21: Film sul Blackjack

a storia vera di un gruppo di cervelli del MIT (massachusetts institute of technology) , che ha colpito Las Vegas con una vincita ottenuta ai tavoli di blackjack prima che la sicurezza del casinò se ne accorgesse, questa è una grande idea per un film, ma non un grande film.

In sostanza, aderisce al modello sempreverde dei ragazzi in missione, con studenti difficili, Ben (Jim Sturgess, leggero ma passabile) temendo che sarà tagliato fuori dalla Harvard Medical School. Egli è attratto dal professore di matematica, Rosa (Kevin Spacey, urbano ma banale), in una unità di guerriglia dei suoi migliori studenti pronti ad assalire i tavoli di tessuto: la sua tesi è che il ventuno è un semplice gioco, e ricordando quali carte sono state giocate, dai a te stesso una maggiore possibilità di sapere quando ritirarti o provare.

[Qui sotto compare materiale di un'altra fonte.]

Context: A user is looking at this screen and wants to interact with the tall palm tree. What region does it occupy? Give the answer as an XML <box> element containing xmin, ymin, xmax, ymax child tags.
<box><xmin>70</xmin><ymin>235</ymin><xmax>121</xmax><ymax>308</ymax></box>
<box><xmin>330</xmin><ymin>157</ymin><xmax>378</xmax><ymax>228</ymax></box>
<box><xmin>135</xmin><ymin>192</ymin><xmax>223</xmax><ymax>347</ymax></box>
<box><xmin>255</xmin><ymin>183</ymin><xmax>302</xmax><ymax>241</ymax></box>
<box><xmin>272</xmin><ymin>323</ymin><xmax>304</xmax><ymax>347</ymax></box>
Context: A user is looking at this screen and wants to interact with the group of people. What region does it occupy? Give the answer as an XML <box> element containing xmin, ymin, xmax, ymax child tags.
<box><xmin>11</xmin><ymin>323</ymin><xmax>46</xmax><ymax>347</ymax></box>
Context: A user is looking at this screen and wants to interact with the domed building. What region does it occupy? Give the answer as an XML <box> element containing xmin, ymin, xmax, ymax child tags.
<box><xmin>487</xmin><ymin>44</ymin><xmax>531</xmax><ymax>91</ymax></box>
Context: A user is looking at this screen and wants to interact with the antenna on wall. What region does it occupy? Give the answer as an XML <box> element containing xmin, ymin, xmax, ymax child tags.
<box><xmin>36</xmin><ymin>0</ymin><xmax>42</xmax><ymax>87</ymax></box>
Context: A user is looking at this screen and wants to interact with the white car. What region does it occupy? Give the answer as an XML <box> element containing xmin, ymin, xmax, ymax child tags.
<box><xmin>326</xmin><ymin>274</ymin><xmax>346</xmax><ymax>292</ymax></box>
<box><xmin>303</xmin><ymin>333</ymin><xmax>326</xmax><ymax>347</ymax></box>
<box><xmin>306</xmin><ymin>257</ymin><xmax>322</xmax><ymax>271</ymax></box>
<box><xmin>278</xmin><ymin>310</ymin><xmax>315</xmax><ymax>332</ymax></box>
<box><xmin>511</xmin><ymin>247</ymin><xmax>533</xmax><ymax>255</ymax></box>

Le prospettive sembrano buone per il resto del film, in questa fase, ma la delusione prende il sopravvento con la realizzazione che tutto sta per essere lanciato ad un pubblico di preadolescenti, appianando potenzialmente succosi dilemmi morali e dando buonsenso all’esperienza di Vegas che fa aumentare il palpito in un’anodina ostentazione.

In realtà, c’è qualcosa di piuttosto pernicioso nel modo in cui il film va in estasi sulle torreggianti fiches, suites super lussuose ed un’incipiente febbre del gioco d’azzardo, come per attrarre i telespettatori troppo giovani per essere ammessi a queste stesse istituzioni; tutti ciò difficilmente ci manda il messaggio che l’amicizia è un premio maggiore che il solo denaro.